Government figures today show a sharp fall in net migration – 230,000 over the year to June, compared with 336,000 in the previous 12 months. If it keeps falling at that rate for another 18 months, Theresa May will have fulfilled David Cameron’s rash promise to reduce net migration to tens of thousands – if that, indeed, is an achievement worth trumpeting.

For many it isn’t. The fall has reignited claims that the NHS, business and other employers are suffering a Brexit-induced drought of qualified staff, as EU workers desert ‘xenophobic’ Britain and are not replaced. Certainly, the bulk of the reduction in net migration – 80,000 of it – can be attributed on EU citizens, but to use the term ‘Brexodus’ rather ignores the fact that while there has been a fall in net migration still more EU citizens arrived in Britain than left. That is no exodus, merely a slowing-down in what would more accurately be described as an ‘entrodus’.


Moreover, the overall figures mask two very different trends. The fall in EU citizens coming to live in Britain is almost entirely accounted for by a drop in the number of people coming here to look for work. There has been no fall in the number of EU citizens arriving here to take up a definite job offer. If the Brexit vote has deterred EU citizens coming here, in other words, it is those who come here speculatively. Companies and public services have carried on hiring EU staff just as they did before.

This is an incredibly important point because for months the Remain lobby has been trying to tell us that the NHS has been haemorrhaging EU staff. It hasn’t. It is true, as is often quoted, that 10,000 (9,832 to be precise) EU nationals who were working in the NHS at the time of the referendum left their jobs in the 12 months following the Brexit vote; what gets said rather less is that over the same period 13,013 EU nationals arrived to take up jobs in the NHS – making for a net rise of 3,181.

As for those EU nationals who arrive in Britain on a speculative job hunt, are they really such a loss to the economy? These are the people who, if they do manage to find work, tend to be stuck in low-paid employment. They are the workers who have been blamed for undercutting wages of British workers and, by providing a seemingly bottomless supply of cheap labour, have been discouraging firms from investing in automation, contributing to sluggish productivity.

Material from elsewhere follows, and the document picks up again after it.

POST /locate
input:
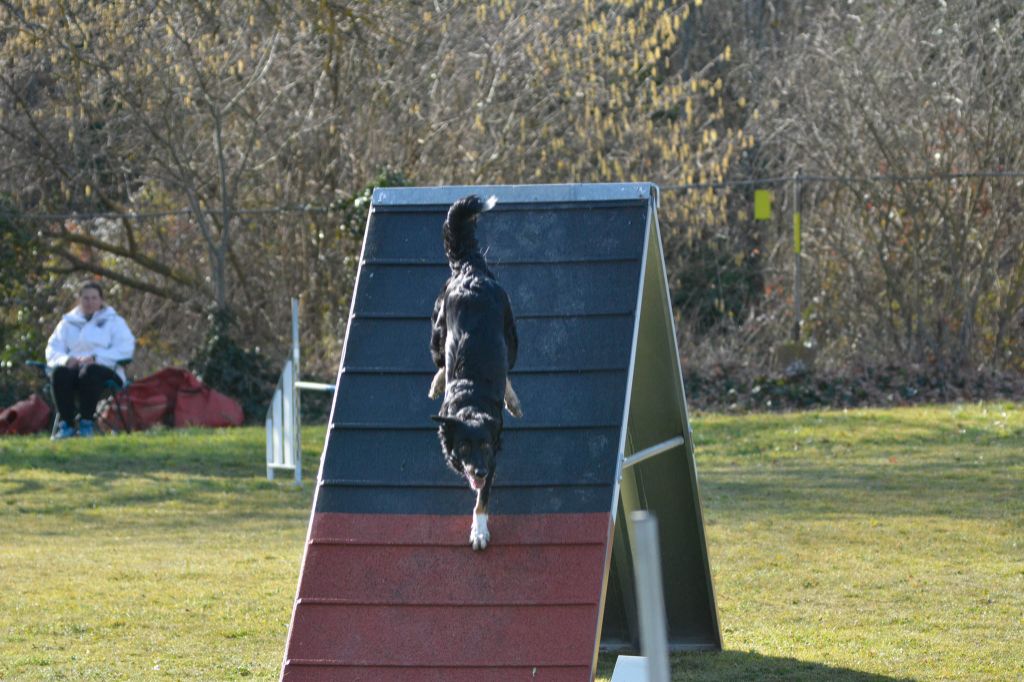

None of this, of course, means that there aren’t some EU workers who have returned home because of the Brexit vote nor that there aren’t any employers who have had problems hiring EU staff. But the overall figures suggest that the Brexit vote – without us actually leaving – has achieved exactly what the Leave campaign wanted it to – reduced unskilled migration while maintaining migration of skilled staff.